The above problem corresponds to the standard problem of a stochastic MAB, but is characterized by the large number of arms. In the case of the pizza machine, several days of computation time are available to determine the best pizza, so the number of itarations is allowed to be large as well.

In my investigation of MAB algorithms addressing a large number of arms, I came across studies that could call up to a few thousand arms.

Are there algorithms that exist in the MAB domain, which specifically deal with large problem instances (e.g.with $|K|>100,000$)?

Answer 1

Without any knowledge on the references you came across, I am assuming that the authors were considering common applications of MAB (planning, online learning, etc.) for which the time horizon is usually small.

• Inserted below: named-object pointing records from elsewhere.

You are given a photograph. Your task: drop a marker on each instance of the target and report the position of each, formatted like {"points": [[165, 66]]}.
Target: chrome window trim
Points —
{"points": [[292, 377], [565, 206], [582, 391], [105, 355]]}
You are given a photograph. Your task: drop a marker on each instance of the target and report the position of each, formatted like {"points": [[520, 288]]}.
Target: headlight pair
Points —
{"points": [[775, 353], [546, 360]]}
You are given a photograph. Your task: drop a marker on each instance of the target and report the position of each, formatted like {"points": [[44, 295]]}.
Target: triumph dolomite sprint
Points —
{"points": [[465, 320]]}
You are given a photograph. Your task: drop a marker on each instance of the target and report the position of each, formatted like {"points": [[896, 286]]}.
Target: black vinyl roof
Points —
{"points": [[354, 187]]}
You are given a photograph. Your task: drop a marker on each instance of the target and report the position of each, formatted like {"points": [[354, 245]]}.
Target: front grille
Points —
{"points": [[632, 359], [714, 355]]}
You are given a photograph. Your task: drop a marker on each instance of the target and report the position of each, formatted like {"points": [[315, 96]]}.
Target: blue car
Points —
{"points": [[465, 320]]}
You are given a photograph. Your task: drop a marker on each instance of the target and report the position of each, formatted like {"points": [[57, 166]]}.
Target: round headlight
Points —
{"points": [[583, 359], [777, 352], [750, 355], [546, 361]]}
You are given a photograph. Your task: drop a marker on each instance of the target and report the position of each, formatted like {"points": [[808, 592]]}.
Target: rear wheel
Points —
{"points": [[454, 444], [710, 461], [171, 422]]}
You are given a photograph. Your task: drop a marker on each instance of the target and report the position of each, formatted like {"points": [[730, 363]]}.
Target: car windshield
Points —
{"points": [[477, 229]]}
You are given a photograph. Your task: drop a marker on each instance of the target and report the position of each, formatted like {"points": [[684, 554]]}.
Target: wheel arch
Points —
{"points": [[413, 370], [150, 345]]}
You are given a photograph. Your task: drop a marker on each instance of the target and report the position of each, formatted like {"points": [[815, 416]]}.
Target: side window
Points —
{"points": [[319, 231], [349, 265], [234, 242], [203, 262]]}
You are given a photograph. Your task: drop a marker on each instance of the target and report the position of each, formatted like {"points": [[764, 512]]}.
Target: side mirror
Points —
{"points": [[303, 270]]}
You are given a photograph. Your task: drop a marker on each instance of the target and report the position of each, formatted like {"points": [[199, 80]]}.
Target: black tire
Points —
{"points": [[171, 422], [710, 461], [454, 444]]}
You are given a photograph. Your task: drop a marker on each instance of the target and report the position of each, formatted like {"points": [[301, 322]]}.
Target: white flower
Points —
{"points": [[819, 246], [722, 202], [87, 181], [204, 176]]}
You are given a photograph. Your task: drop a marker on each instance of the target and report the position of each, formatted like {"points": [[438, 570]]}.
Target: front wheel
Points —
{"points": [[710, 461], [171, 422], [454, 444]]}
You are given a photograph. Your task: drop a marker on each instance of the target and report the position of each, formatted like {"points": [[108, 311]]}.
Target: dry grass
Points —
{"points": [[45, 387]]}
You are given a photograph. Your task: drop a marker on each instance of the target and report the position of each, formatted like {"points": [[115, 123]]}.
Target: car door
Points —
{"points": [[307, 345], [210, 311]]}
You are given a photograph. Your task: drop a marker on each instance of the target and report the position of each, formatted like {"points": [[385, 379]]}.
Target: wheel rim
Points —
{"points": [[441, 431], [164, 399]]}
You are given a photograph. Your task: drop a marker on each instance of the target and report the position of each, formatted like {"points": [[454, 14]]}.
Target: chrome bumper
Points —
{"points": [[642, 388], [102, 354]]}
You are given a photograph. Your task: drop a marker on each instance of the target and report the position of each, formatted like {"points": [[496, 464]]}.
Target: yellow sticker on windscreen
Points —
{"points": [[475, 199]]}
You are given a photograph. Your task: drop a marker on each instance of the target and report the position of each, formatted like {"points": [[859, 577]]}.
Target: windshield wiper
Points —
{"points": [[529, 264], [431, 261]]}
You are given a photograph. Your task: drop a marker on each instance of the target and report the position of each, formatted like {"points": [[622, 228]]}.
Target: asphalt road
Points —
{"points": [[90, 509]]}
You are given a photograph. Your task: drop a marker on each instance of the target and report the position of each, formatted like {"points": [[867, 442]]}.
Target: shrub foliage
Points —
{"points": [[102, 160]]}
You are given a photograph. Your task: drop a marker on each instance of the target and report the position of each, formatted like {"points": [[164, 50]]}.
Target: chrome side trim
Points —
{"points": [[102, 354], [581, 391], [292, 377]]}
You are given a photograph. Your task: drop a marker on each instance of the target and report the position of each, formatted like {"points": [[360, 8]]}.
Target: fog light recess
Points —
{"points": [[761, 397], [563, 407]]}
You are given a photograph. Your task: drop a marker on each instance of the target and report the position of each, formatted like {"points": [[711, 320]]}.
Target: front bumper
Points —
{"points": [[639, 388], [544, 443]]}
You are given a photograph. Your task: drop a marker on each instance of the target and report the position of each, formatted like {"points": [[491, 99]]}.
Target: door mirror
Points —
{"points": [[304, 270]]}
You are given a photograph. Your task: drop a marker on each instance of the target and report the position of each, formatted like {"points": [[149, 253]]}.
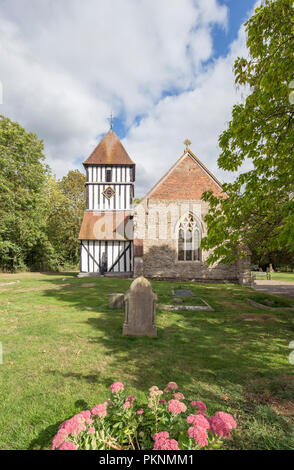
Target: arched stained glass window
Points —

In such applications, we usually cannot afford a large average regret which is inevitable for standard MAB algorithms due to the $\sqrt{|K|}$ factor.

Depending on the application or additional constraints you can impose on your problem, there are several works that consider structured stochastic MABs in which there are much better guarantees than the pessimistic $\sqrt{K}$ bounds. One variant of structured MABs is learning on graphs [1], where one can obtain regret bounds growing with $\sqrt{\beta(G)}$, where $\beta(G)$ is the independence number of a graph $G$.

[1] F. Liu, Z. Zheng, N. Shroff, "Analysis of Thompson Sampling for Graphical Bandits Without the Graphs", ArXiv. 2018.